A NASA lander on Mars has captured the vibrations and sounds of four meteoroids striking the planet’s surface.
Scientists reported Monday that Mars InSight detected seismic and acoustic waves from a series of impacts in 2020 and 2021. A satellite orbiting the Red Planet confirmed the impact sites were up to 180 miles from the lander.
Scientists are excited about the discoveries – a first for another planet.
The first confirmed meteoroid exploded into at least three parts, each leaving its own crater. An 11-second audio snippet of that beat includes three “bloops,” as NASA calls them, one that sounds like metal flapping loudly in the wind here on Earth.
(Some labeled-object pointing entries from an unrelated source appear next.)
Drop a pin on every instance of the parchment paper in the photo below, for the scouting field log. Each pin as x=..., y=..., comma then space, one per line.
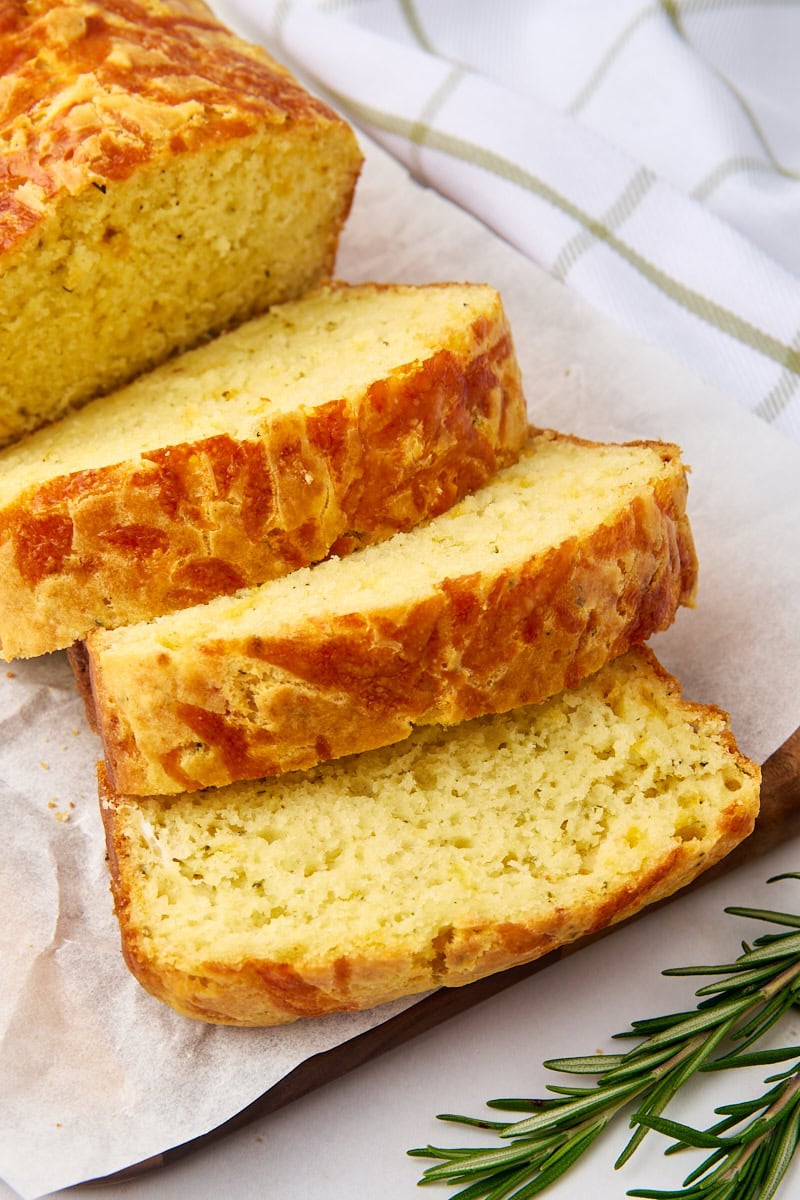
x=94, y=1073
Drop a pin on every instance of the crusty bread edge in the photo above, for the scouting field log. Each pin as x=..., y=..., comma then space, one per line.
x=264, y=993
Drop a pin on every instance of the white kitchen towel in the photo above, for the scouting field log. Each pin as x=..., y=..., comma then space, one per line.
x=647, y=154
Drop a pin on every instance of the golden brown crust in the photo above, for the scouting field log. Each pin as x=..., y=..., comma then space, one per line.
x=90, y=93
x=266, y=993
x=187, y=522
x=477, y=643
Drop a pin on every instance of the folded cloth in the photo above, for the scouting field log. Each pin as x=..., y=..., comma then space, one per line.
x=647, y=154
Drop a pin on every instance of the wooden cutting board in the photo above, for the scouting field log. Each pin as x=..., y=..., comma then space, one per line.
x=779, y=821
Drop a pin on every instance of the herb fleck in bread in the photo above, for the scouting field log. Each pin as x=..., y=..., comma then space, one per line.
x=453, y=855
x=160, y=179
x=527, y=586
x=326, y=424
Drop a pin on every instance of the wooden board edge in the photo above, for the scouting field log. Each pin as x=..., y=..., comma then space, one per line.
x=777, y=822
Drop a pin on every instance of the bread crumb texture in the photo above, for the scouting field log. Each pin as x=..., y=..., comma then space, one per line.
x=324, y=425
x=527, y=586
x=452, y=855
x=160, y=179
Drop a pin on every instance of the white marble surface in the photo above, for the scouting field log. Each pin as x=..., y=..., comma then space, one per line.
x=739, y=649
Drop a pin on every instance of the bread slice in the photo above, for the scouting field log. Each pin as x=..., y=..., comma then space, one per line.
x=527, y=586
x=453, y=855
x=326, y=424
x=160, y=179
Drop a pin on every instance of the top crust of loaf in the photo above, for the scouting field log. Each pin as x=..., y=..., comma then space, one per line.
x=90, y=93
x=326, y=424
x=527, y=586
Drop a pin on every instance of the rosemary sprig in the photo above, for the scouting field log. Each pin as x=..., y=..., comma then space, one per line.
x=750, y=1150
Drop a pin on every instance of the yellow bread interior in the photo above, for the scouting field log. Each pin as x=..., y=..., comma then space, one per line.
x=559, y=489
x=553, y=820
x=118, y=280
x=330, y=345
“After waiting three years for InSight to spot an impact, these craters looked beautiful,” said Ingrid Daubar of Brown University, a co-author of the research in the journal Nature Geoscience, in a statement.
Given Mars’ proximity to the asteroid belt and the planet’s thin atmosphere, which tends to keep space-penetrating rocks from burning, the InSight team expected numerous meteorite impacts. But the lander’s French-built seismometer may have missed impacts due to disruptive noise from the Martian winds or seasonal changes in the atmosphere. Now, according to NASA, scientists know what to look for, likely leading to a spate of discoveries.
“Impacts are the clocks of the solar system,” French lead author Raphael Garcia said in a statement from the Higher Aerospace Institute in Toulouse. “Today, we need to know the impact rate to estimate the age of various surfaces.”
Launched in 2018, InSight has already detected more than 1,300 marsquakes. The largest measured a magnitude of 5 earlier this year. For comparison: The marsquakes caused by the meteorite impacts registered no more than a magnitude of 2.